Es geht bei uns nicht mehr ums satt werden, sondern um ein “gutes Gefühl”, daß man sich in einer Zeit in der man eigentlich schon zu viel von allem hat, bequem an der Supermarktkasse einkaufen kann. Interessant ist auch zu wissen, daß die Verdoppelung der Menschheit ein weit größeres Nachfragewachstum nach Lebensmitteln folgte, da auchd er weltweite Wohlstand in den letzten 25 Jahren gewachsen ist. Mit ihm änderten sich die Ernährungsgewohnheiten: mehr Fleisch, braten statt kochen, Mais und Weizen statt Hirsen, zuckerhaltige und alkoholische Getränke statt abgekochten Brunnenwassers. Der menschliche Körper hat weltweit die gleichen Vorlieben und Bedürfnisse, er mag Fleisch, Stärke, Süßes und ab und an mag er sich den Geist mit etwas leicht berauschenden etwas erleichtern. Was hierzulande alle Alarmglocken erschrillen lässt, scheint offensichtlich über alle Kulturen hinweg Grundbedürfnis zu sein. Hierzulande wird inzwischen nicht nur mit dem Finger auf die Maßlosen zeigend Verzicht für alle gepredigt, sondern auch die diversesten Arten von Mangelernährung, sie sie nun vegetarisch, vegan, frutan oder sonstirgendetwas, geradezu zelebriert wie eine religiöse Orgie, leider oftgenug mit einem ebensolchen Extremismus verbunden.
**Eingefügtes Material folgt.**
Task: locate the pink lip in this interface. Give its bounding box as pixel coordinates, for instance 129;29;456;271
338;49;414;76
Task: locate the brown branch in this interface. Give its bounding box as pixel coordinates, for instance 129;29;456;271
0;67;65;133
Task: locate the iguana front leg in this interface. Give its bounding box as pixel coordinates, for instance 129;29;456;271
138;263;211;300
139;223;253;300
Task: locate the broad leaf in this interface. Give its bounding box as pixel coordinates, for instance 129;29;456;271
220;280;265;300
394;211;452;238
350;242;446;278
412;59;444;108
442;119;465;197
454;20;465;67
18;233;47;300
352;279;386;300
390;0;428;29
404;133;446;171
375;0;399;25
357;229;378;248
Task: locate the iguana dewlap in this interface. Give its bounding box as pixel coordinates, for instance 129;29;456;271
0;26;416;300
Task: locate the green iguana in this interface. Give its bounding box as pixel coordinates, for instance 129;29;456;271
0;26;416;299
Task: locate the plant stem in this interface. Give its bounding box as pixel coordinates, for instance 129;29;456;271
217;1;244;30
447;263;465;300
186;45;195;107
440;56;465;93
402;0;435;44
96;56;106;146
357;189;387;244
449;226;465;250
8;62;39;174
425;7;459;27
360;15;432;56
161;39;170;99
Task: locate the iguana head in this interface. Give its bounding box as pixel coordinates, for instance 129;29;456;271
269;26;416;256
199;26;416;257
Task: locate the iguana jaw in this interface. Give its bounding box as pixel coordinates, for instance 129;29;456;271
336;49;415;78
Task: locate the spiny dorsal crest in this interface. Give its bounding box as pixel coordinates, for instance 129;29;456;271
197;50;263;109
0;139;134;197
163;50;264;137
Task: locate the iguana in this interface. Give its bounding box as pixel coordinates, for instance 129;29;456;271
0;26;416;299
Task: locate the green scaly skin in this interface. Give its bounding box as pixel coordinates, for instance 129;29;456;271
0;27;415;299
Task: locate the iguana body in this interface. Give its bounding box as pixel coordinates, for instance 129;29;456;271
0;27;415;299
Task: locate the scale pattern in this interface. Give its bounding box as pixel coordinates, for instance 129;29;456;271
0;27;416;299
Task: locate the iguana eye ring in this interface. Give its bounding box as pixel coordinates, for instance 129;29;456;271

Neben unserem traditionellem Erntedank, gibt uns der heutige Welttag der Ernährung einen guten Anlass einmal über uns und andere auf der Welt nachzudenken. Lebensmittel haben ihren Namen, weil wir ohne sie schon nach kürzester Zeit vergehen würden. Zu ihnen zählen streng genommen noch viel mehr Dinge als unser tägliches Brot. Seien wir dankbar, daß wir sie hier in ausreichenden Maße haben, aber verschließen wir nicht in unsere Kulturarroganz die Möglichkeiten, daß auch Menschen anderer Regionen und Kulturen in den Genuss dieses Wohlstands kommen können!